At which point have you determined the visual approach? As early as in the script?
There are less elements determined if you're going to film the script yourself. That's why there aren't many descriptions. Only what was essential for the story, though I'm sure Barry had certain images in his mind. For my part, I have always imagined the topography of my house.
How did the design for the movie evolve?
Everything evolves all the time. Certain elements imposed themselves like the corridor that leads to the bedroom. We filmed on the street into the house from a side angle and we had to build there the corridor for the requirements of the movie. Then we had to install smaller windows in the living room so that Fred's point of view was limited . We had to make certain changes but there are things we haven't touched at all. Sometimes you have to draw inspiration from what the place is offering to you.

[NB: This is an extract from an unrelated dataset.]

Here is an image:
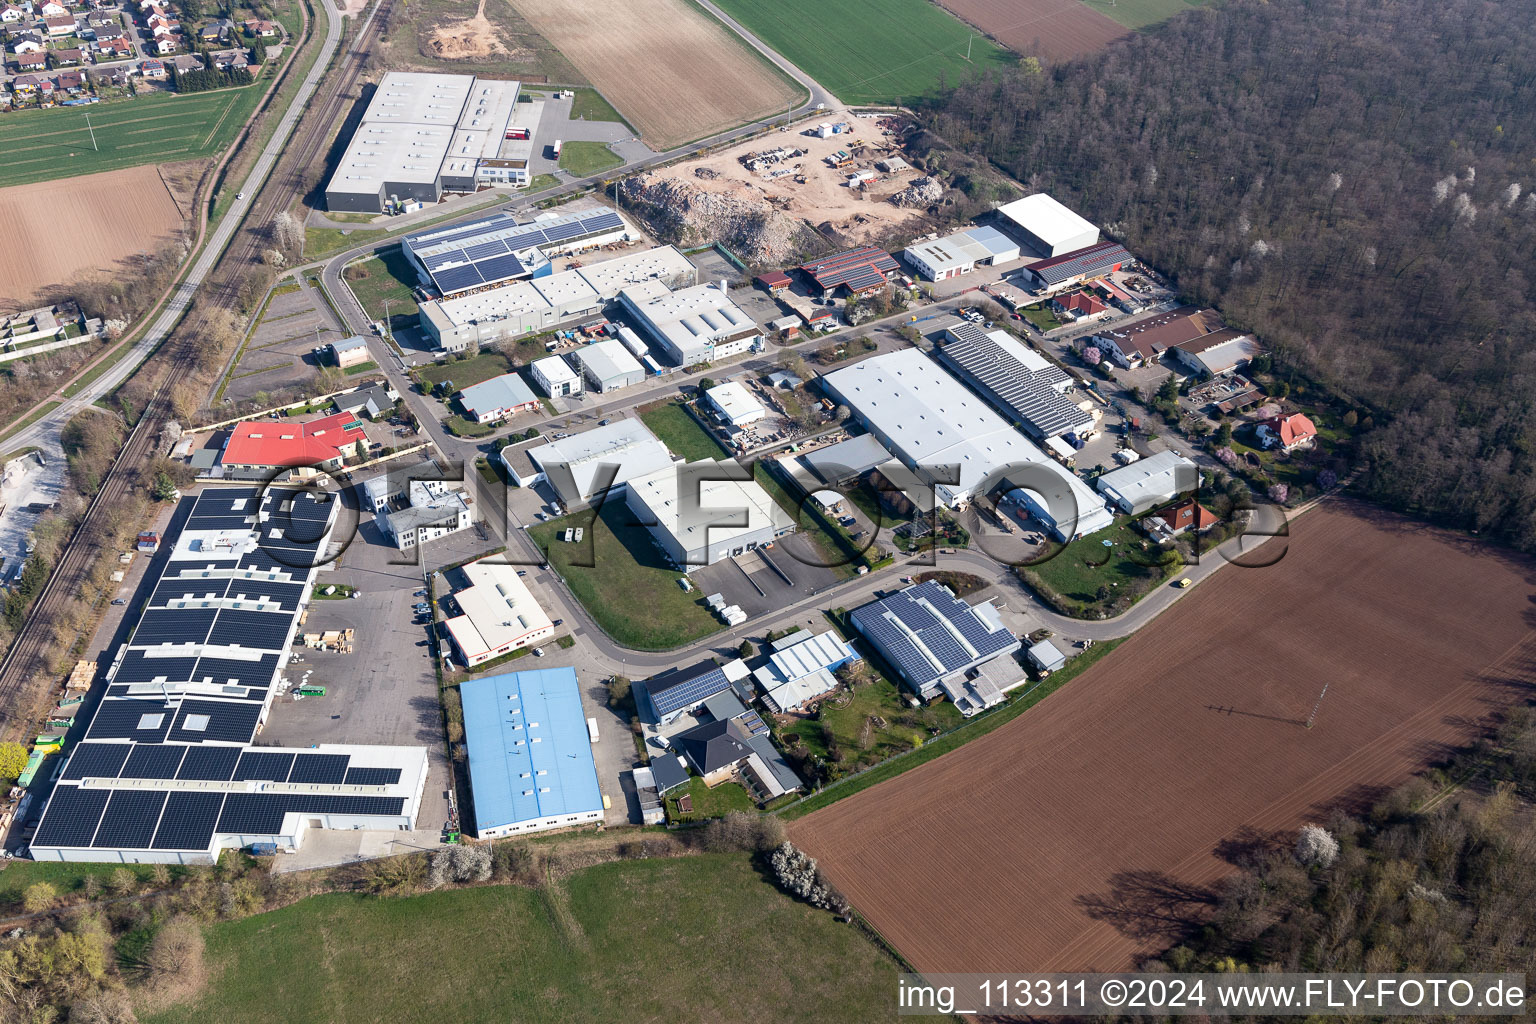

Fred's apartment is even more disquieting since it is virtually empty. And the surroundings remain mysterious.
All that is based on mood. And I won't cease to repeat that you always have to go back to your original idea. Check your way. All the time. When you're about to deviate you realize it instantly.
The house of Pete and his parents evokes Blue Velvet with its image of a faked peace. You're suddenly off into the direction of Norman Rockwell. Besides that does the suffering of Pete evoke those of the young innocence in Blue Velvet.
Pete is a guy who leaves his own safe world voluntarily for a universe full of jeopardy.